In Gull Industries, Gull undertook voluntary remediation of his gas station after finding contamination from an underground storage tank. Gull notified the DOE, which acknowledged receipt of Gull’s notice of contamination. The DOE letter also stated that DOE has not determined that Gull is a potential liable party; advised Gull to be aware of state requirements but did not advise of any consequences in failing to comply with such requirements; and noted that Gull may request assistance from the DOE.
Gull subsequently tendered its defense and indemnity to Transamerica Insurance Group (TIG) and State Farm, which both provided liability coverage for the gas station. The policies provided a duty to defend “any suit against the insured,” but “suit” was undefined. After TIG and State Farm denied the tender and Gull filed suit, the trial court granted summary judgment to TIG and State Farm on the duty to defend.

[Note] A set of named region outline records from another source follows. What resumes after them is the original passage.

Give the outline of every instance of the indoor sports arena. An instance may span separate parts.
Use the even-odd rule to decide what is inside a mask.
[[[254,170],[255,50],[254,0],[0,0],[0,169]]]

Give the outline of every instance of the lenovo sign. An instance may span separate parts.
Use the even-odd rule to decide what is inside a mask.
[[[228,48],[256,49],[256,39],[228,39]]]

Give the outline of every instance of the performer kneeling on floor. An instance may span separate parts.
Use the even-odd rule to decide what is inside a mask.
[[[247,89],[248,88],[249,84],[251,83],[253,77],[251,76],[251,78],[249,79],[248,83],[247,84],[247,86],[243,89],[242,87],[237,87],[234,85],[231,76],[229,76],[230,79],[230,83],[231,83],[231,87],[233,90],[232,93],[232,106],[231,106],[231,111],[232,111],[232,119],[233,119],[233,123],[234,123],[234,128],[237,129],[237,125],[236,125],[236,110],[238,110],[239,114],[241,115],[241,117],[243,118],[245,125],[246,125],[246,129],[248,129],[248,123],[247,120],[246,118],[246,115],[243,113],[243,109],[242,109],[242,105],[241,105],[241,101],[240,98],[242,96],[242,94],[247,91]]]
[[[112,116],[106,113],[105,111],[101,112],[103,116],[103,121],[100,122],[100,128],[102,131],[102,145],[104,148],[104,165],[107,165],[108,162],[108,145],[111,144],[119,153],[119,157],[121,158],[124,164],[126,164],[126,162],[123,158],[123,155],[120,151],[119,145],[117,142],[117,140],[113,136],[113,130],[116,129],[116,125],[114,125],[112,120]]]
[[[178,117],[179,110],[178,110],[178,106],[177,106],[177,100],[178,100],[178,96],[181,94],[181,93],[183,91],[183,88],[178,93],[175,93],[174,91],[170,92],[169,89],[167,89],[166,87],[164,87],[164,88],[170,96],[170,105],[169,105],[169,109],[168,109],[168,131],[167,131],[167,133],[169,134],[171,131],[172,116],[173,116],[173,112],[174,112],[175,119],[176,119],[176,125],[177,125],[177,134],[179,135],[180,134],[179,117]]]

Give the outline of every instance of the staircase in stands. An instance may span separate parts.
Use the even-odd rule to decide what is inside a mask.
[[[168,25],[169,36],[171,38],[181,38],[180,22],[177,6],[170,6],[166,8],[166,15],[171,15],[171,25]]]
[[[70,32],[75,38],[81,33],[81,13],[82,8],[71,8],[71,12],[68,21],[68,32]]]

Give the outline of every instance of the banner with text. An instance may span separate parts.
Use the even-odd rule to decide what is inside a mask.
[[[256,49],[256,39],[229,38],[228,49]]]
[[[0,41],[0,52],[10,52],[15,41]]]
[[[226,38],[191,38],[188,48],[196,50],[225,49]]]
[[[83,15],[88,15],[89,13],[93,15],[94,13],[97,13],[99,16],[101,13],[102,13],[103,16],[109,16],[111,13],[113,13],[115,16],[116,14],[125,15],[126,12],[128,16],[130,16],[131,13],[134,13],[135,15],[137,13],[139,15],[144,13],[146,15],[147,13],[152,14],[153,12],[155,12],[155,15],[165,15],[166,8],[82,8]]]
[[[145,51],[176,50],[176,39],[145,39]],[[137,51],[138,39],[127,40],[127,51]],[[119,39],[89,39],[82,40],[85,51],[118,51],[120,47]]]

On appeal, the Court of Appeals adopted the analysis in Ryan v. Royal Ins. Co. of America, 916 F.2d 731 (1st Cir. 1990) to determine what triggers the duty to defend “any suit” when the owner of contaminated property faces strict liability under MTCA. The Court of Appeals held that the term “suit” is ambiguous in this context and may include administrative enforcement acts that are the functional equivalent of a suit to trigger the duty to defend if the governmental agency communication involves an explicit or implicit threat of immediate and severe consequences by reason of the contamination.
In this case, the Court of Appeals held that the DOE letter to Gull did not present an express or implied threat of immediate and severe consequences by reason of the contamination. As a result, Gull was not faced with the functional equivalent of a suit, and TIG and State Farm had no duty to defend.
In light of this case, it will be important for insurers to carefully examine agency communications to determine whether such communications would qualify as a functional equivalent of a suit to implicate the duty to defend.